Robert Watson, director of Athletics, was in Egypt with the Crimson's crew team and unable to attend the convention, so Pittenger was Harvard's representative.
Foreign Student Limit
Pittenger explained the intent of the proposals yesterday. One proposal, sponsored by the NCAA council, would have limited the number of foreign students participating in certain sports including hockey, soccer, skiing, and track.
The other proposal dealt with a change in the number and amount of financial aid scholarships athletes may receive.
This second proposal was twofold. The number of students on financial aid would have been extended to cover the entire number of athletes involved in intercollegiate football and basketball rather than the number participating on the varsity level, which is presently the case. The motion would have also set a monetary limit on the financial aid received by individuals in each sport.
Pittenger explained Harvard's opposition to the proposals. "One of Harvard's fundamental objectives with regard to athletics is to allow extensive participation on an intercollegiate level. Both of these proposals are in conflict with that objective," he said.
A disassociation with the NCAA would prohibit all Harvard students from competing in NCAA sponsored events. These include the national playoffs in hockey and baseball--events in which Harvard has been very successful in recent years. Such a deficiency in the Athletic program is something Watson wants to avoid.
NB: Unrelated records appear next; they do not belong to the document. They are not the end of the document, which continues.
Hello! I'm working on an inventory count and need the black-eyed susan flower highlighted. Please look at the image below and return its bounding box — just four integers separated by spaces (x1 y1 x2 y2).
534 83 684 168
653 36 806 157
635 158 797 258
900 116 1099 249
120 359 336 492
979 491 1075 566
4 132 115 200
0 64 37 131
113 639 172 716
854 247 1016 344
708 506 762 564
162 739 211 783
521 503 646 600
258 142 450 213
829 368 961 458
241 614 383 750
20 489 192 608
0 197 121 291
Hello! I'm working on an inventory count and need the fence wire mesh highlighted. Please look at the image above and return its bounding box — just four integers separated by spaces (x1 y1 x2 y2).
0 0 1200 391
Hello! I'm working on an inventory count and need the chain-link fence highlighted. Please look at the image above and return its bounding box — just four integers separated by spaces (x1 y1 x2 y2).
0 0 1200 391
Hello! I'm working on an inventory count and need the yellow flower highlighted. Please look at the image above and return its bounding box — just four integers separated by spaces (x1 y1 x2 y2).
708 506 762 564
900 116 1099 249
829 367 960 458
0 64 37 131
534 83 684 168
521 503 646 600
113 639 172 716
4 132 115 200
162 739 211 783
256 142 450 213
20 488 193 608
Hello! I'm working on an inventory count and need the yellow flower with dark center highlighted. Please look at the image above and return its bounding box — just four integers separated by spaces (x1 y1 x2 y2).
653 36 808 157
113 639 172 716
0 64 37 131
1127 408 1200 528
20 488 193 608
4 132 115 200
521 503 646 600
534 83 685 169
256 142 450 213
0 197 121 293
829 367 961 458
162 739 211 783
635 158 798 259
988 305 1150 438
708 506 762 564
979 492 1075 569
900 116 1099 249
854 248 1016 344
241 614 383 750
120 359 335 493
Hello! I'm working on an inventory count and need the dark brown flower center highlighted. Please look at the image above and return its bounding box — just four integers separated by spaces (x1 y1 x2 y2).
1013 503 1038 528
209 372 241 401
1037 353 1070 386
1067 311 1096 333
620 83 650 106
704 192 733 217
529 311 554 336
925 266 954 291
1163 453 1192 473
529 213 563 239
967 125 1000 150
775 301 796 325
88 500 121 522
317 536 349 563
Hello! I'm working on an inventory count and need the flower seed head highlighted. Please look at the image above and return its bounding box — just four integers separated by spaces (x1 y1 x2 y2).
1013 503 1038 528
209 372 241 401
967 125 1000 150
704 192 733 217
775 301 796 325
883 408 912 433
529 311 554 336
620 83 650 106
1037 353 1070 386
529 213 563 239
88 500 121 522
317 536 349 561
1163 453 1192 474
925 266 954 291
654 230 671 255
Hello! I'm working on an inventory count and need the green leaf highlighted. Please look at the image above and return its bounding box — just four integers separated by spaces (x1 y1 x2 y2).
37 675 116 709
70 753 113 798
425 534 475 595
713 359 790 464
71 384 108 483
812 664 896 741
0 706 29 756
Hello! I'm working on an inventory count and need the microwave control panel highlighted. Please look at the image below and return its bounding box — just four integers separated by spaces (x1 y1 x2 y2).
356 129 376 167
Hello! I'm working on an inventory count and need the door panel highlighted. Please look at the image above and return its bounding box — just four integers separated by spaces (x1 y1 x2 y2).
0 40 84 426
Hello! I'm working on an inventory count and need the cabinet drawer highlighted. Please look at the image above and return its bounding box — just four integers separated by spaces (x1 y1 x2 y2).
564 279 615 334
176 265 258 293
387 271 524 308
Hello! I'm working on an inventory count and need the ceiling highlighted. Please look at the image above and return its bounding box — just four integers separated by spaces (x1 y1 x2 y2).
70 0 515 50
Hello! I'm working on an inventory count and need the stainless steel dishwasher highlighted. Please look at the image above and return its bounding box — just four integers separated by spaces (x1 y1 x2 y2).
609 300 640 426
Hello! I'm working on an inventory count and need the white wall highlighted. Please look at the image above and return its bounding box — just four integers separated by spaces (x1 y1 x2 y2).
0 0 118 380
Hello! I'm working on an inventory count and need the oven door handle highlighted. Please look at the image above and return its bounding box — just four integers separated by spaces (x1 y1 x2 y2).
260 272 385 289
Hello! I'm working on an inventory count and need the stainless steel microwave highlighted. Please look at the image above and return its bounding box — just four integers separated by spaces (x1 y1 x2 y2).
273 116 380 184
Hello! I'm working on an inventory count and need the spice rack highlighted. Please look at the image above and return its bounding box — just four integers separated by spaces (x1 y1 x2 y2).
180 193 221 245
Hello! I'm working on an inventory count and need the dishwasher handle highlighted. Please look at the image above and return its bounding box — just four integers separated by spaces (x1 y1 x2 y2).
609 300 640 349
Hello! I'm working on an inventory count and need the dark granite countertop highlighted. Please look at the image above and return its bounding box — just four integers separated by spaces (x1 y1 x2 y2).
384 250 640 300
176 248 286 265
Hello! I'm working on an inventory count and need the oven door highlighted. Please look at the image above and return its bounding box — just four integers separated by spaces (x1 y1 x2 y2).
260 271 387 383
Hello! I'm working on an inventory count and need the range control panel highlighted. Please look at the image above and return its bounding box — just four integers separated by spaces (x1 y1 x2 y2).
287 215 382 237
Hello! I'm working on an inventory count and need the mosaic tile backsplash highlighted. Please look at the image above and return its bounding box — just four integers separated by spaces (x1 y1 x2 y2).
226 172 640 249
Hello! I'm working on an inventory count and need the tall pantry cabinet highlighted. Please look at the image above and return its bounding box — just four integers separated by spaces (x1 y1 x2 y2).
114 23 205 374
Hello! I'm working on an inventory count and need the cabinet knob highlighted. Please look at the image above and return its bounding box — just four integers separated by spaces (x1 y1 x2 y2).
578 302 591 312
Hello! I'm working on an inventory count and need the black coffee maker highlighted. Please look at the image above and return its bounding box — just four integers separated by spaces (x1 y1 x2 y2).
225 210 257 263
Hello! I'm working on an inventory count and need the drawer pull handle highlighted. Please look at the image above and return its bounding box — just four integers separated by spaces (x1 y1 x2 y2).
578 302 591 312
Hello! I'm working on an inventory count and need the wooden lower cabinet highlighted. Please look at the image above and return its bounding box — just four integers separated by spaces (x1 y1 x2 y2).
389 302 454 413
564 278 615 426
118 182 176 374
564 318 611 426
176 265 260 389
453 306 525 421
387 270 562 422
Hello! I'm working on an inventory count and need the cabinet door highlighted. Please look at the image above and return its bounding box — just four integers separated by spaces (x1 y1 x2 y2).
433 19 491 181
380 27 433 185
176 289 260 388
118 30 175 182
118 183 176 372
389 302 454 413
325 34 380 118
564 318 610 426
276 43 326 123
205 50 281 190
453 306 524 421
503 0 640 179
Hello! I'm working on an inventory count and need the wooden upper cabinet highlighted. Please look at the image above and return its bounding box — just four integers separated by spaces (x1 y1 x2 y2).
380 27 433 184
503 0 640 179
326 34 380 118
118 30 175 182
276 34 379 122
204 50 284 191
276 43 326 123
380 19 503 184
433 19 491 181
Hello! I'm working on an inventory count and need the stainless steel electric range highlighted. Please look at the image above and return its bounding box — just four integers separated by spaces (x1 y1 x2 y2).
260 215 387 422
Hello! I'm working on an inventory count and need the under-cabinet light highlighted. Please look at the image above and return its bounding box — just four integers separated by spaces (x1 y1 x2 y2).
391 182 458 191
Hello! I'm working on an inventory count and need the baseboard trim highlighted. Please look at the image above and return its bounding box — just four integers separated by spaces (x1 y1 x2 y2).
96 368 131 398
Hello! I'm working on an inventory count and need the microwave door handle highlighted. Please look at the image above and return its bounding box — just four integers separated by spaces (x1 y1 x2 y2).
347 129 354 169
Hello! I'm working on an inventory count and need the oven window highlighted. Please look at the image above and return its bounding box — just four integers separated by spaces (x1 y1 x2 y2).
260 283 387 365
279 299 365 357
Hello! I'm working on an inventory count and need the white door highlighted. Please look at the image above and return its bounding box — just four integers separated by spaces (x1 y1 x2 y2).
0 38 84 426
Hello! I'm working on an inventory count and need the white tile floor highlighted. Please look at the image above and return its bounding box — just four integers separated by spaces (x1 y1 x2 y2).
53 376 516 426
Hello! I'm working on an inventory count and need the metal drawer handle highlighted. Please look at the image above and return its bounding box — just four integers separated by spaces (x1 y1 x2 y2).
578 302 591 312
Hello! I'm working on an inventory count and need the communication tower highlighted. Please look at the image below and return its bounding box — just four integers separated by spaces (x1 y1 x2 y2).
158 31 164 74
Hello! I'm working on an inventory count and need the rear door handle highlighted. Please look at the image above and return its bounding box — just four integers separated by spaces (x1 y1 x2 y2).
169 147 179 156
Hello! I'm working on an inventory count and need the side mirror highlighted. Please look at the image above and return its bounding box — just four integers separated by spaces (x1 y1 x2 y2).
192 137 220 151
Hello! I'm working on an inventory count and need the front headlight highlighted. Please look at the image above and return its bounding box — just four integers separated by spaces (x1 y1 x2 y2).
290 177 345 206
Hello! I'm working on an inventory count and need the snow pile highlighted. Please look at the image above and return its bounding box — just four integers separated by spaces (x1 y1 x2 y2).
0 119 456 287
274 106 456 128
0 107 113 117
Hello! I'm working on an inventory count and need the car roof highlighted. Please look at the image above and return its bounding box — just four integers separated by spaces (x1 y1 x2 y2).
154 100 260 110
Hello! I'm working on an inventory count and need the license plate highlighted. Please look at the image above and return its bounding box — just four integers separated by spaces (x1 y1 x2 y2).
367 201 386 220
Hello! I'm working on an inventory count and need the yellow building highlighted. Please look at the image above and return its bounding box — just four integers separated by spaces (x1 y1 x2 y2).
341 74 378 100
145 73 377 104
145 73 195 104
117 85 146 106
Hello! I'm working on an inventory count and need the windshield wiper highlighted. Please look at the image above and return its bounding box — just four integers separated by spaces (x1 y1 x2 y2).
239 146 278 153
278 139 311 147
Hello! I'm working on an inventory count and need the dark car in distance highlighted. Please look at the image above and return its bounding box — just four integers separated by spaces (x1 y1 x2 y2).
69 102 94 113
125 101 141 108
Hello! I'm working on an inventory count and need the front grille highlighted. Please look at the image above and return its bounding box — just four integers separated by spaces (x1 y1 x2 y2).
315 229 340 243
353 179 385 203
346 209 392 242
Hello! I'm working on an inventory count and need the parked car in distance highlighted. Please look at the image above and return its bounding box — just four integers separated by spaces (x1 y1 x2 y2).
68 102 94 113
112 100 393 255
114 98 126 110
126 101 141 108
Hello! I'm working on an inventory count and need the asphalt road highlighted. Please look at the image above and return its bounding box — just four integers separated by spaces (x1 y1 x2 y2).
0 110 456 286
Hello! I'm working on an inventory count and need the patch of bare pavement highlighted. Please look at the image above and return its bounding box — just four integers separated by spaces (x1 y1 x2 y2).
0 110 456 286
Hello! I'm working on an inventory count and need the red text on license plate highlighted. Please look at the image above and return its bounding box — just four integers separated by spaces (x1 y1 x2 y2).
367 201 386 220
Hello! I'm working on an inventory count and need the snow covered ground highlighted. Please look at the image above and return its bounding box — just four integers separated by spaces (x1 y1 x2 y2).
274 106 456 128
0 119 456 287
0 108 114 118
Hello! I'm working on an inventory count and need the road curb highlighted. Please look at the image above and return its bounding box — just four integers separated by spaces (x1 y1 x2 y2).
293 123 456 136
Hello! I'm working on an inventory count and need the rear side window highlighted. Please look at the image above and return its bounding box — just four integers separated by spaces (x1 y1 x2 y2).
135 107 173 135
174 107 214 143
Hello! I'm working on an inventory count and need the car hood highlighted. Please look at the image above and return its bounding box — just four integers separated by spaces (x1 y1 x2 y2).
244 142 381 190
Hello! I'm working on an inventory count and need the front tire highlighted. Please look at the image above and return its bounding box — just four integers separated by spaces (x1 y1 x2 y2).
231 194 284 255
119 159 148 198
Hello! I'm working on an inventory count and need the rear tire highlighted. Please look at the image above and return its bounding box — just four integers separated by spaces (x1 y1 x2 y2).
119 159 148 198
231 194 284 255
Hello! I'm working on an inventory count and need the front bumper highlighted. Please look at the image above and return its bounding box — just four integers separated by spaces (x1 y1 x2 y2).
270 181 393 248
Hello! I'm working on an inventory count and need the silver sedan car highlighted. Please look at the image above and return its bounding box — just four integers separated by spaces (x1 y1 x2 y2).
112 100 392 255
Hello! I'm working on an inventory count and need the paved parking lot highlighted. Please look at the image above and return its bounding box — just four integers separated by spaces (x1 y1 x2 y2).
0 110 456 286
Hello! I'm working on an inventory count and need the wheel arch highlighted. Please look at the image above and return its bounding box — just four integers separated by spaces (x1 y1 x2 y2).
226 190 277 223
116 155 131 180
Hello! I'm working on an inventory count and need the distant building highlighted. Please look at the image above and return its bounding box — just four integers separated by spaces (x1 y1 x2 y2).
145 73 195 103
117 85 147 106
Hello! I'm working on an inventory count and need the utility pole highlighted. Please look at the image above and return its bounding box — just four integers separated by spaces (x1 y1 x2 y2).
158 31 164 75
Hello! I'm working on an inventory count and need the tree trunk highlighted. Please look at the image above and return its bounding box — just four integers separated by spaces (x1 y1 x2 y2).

"Harvard allows its students to excel in a variety of areas and it would be a shame if our athletes could not compete on a national level," Watson said yesterday.
Watson would not commit himself on what Harvard would have done had the proposals passed. He said he feels the NCAA wants to accomodate the Ivies, but had such proposals passed, "Harvard would have to follow the decision of the Ivy League presidents. I am sure that they would be awfully careful about compromising the league's principles and philosophy."
A pilot program establishing women's national championships also met resistance at the NCAA convention. The Association for Intercollegiate Athletics for Women wanted no such patronage from the NCAA since it was already conducting championships in 11 sports.
"Neither the NCAA nor the AIAW control the sports in which Radcliffe competes on any national level," Watson said. "Crew, squash and sailing, for instance, are all individually governed."
How long Harvard can maintain its current relationship with the NCAA remains to be seen but Watson said, "I don't think a break with the NCAA is inevitable but I just don't know."